Una vita passata nella creatività, prima come copywriter, poi come direttore creativo e infine come founder dell’agenzia di comunicazione Mission To Heart. Abbiamo intervistato Arnaldo Funaro sul suo ultimo libro “All U love Is Need”.
Autore di diversi libri e soprattutto libri diversi tra loro: “Diversamente Occupati “, raccolta pubblicata da Resistenza Umana (Guerini&Associati) nata dall’attività come vignettista per l’Unità, Il Fatto Quotidiano e Il Sole 24 ORE; “Un bimbo mi aspetta “, pubblicato da LOG (Guerini&Associati), storia di un’adozione internazionale e nato dall’omonima pagina Facebook, attualmente la più grande community dedicata al tema; “#ScappaConMeaRomaNord ” (Albatros), romanzo teen scritto con lo pseudonimo di Giulio Agricola.
“Di lui si dicono molte cose.” – afferma l’autore – “Quelle brutte sono tutte vere”.
Lo ha intervistato per noi Serena M. Calabrò , Project + Operation manager consultant + ABM specialist.
A-U-L-I-N, un gioco di parole interessante per dare un nome all’agenzia di cui parla il tuo libro. Un racconto che parte proprio dal contesto lavorativo di un’agenzia e che affronta, a tratti stereotipandoli (ma neanche troppo), episodi e vicende tipiche del contesto.
A questo si aggiunge una visione distopica di un futuro in cui la tecnologia è diventata incontrollabile nella sua evoluzione, ma controllata nella sua applicazione. Un futuro che sembra lontano, ma che, proprio grazie allo sviluppo tecnologico e scientifico in corsa, potrebbe essere quasi vicino.
All U Love Is Need è pieno di riflessioni sul mondo del lavoro nella sua totalità, sul valore del tempo e sulle persone.
Dreamjob è un esperimento. Un modo per sfruttare il tempo del sonno in modo produttivo, dedicando quello di veglia alla libertà personale. Da dove deriva l’idea principale del romanzo?
Che tu ci creda o no, l’idea arriva dalla mia insonnia. Non dormo molto e la mia giornata di solito inizia alle tre di notte. Dipende da molti fattori, non ultimo il fatto che per un periodo piuttosto lungo della mia vita in agenzia, si faceva sempre molto tardi e la cosiddetta nottata era diventata quasi uno standard.
Se ci pensi, spesso ci diciamo che avremmo bisogno di giornate di venticinque, ventisei o trenta ore per fare tutto. Ma mi sono reso conto che il tempo che possiamo dedicare a noi stessi, prescindendo quindi dal lavoro, è davvero roba di trucioli di ore e minuti.
Così mi sono domandato: cosa accadrebbe se potessimo lavorare di notte , mentre dormiamo e avere il giorno libero di vivere le nostre vite? Trent’anni fa sarebbe stato un romanzo fantascientifico ambientato in un futuro lontano. Oggi, tecnologia alla mano, ne è uscito un romanzo distopico perché sono convinto che se si volesse, sarebbe possibile arrivarci.
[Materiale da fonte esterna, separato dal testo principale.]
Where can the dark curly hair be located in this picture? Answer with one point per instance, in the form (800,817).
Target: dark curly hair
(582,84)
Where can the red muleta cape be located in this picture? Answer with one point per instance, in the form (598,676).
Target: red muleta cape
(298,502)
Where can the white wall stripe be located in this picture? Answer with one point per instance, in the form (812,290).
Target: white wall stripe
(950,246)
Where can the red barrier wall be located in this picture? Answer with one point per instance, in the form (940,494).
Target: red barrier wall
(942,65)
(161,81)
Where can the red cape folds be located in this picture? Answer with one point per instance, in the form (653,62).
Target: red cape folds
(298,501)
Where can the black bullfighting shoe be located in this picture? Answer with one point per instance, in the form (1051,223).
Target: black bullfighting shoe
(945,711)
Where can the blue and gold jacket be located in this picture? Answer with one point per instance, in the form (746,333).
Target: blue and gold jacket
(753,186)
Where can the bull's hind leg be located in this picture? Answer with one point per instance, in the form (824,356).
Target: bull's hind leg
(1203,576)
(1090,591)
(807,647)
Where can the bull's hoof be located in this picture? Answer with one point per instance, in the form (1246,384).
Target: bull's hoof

Vieni dal mondo della comunicazione e delle agenzie. Quanto c’è di autobiografico nel libro?
Moltissimo. I personaggi non sono reali, ma autentici. In ognuno di loro c’è parte di me, nel bene come nel male, ma anche parte di tante persone che ho incontrato nella mia carriera. Una cosa che sfugge a molti è che ognuno di noi è tante persone nello stesso corpo. Il nostro comportamento cambia spesso in base al periodo che viviamo, al ruolo che ricopriamo e in assoluto a un continuo adattamento che può farci evolvere o abbrutirci in base a come reagiamo. Io sono stato il mio peggior o miglior collega (e di conseguenza anche per gli altri), un pessimo e un bravissimo capo, ma sempre in momenti diversi. A volte sono cresciuto, altre sono tornato indietro. È complicato. Lo è per tutti, ma difficilmente le persone lo ammettono.
Nel libro la protagonista è una donna, che è la stessa che ha l’intuizione che scioglie la storia. Oggi più che mai ci sono ampi dibattiti intorno al “genere”, alle sue differenze, convergenze e divergenze. Come mai hai scelto una donna come voce del romanzo?
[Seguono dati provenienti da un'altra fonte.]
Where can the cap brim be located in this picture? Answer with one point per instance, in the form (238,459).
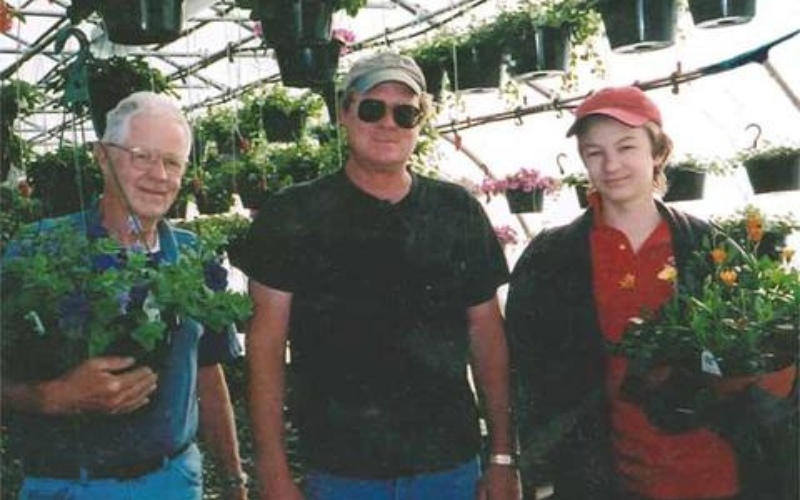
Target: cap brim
(367,82)
(621,115)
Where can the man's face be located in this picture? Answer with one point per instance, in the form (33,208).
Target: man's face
(149,164)
(381,144)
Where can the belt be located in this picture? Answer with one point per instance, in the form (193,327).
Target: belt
(62,470)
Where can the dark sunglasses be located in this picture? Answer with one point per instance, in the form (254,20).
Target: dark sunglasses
(405,115)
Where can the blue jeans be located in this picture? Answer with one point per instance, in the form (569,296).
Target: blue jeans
(180,479)
(454,484)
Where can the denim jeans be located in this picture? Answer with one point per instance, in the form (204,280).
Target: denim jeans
(454,484)
(180,479)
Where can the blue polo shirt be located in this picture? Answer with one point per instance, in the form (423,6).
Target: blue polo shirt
(169,422)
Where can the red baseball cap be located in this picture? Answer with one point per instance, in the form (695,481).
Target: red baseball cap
(628,105)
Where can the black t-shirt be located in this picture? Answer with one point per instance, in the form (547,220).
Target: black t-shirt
(378,330)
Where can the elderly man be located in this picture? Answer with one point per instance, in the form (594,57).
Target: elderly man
(80,435)
(385,283)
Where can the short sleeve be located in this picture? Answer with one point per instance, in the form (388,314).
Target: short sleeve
(272,252)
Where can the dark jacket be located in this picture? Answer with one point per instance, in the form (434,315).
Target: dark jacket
(559,357)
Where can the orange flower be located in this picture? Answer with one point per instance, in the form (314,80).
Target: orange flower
(754,226)
(718,255)
(627,282)
(669,273)
(728,276)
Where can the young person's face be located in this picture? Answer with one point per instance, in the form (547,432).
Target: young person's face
(619,160)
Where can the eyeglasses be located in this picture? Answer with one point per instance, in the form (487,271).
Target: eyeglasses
(373,110)
(145,159)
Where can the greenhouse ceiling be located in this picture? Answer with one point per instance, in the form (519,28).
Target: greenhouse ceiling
(712,83)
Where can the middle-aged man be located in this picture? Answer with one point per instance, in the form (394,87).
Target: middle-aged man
(385,283)
(84,434)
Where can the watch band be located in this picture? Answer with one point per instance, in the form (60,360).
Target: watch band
(505,459)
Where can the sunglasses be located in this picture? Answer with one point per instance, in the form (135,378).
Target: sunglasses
(373,110)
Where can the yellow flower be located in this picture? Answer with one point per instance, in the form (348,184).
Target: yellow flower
(754,226)
(728,276)
(669,273)
(627,282)
(718,255)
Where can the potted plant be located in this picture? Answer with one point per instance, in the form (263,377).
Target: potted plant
(732,322)
(773,168)
(751,226)
(133,23)
(722,13)
(639,25)
(283,116)
(539,38)
(524,189)
(64,181)
(16,98)
(70,295)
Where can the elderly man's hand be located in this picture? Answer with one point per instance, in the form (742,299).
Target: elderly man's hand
(102,384)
È stata una scelta naturale. Non voglio offendere i colleghi uomini, ma devo dire che le donne hanno qualcosa in più, forse perché la società in ogni sua parte, compreso il mondo del lavoro, e sicuramente quello delle agenzie, le ha sempre tenute ai margini rendendo il loro cammino molto più difficile. Siamo tutti impregnati di una cultura patriarcale e maschilista che è difficile scrollarsi di dosso. Calarmi nella vita di una donna, peraltro lesbica, mi ha permesso di sprofondare nelle difficoltà di una persona di valore come Alessandra e capire come venirne fuori, o anche restarne prigioniera.
A un certo punto del romanzo, Alessandra, la protagonista, cita Black Mirror, soffermandosi sul tema del futuro possibile, non così lontano ma appena dietro il bivio, e trovando stretta correlazione tra il focus della serie e Dreamjob. Poche righe di meta-romanzo (e di meta-cinema), che racchiudono una riflessione. Quanto c’è di Black Mirror in All You Love is Need e quanto c’è di All You Love is Need in Black Mirror?
Molto poco. In un verso come nell’altro. Black Mirror, che adoro, ha questo approccio in cui quel futuro che raccontano è possibile. Ma culturalmente parlando credo sia l’ultima cosa ad avermi influenzato. Sono un lettore da competizione. Sono cresciuto con gli Urania che mio padre aveva comprato su Portaportese, un intero sacco di iuta. Poi da studente di Storia, mi sono innamorato dei futuri alternativi e non ho mai smesso di leggere la fantascienza migliore, quella che conta e attraverso la quale gli autori hanno semplicemente raccontato la società in cui vivevano, drammatizzandola attraverso la science fiction. La fantascienza non è uno svago, ma un monito.
Aumenta il potenziale della tua azienda. Un messaggio alla volta.
L’alternanza tra il tempo del lavoro, quello personale e quello vuoto è un tema particolarmente presente nel contesto attuale. Quanto è difficile oggi conciliare il lavoro con la vita personale?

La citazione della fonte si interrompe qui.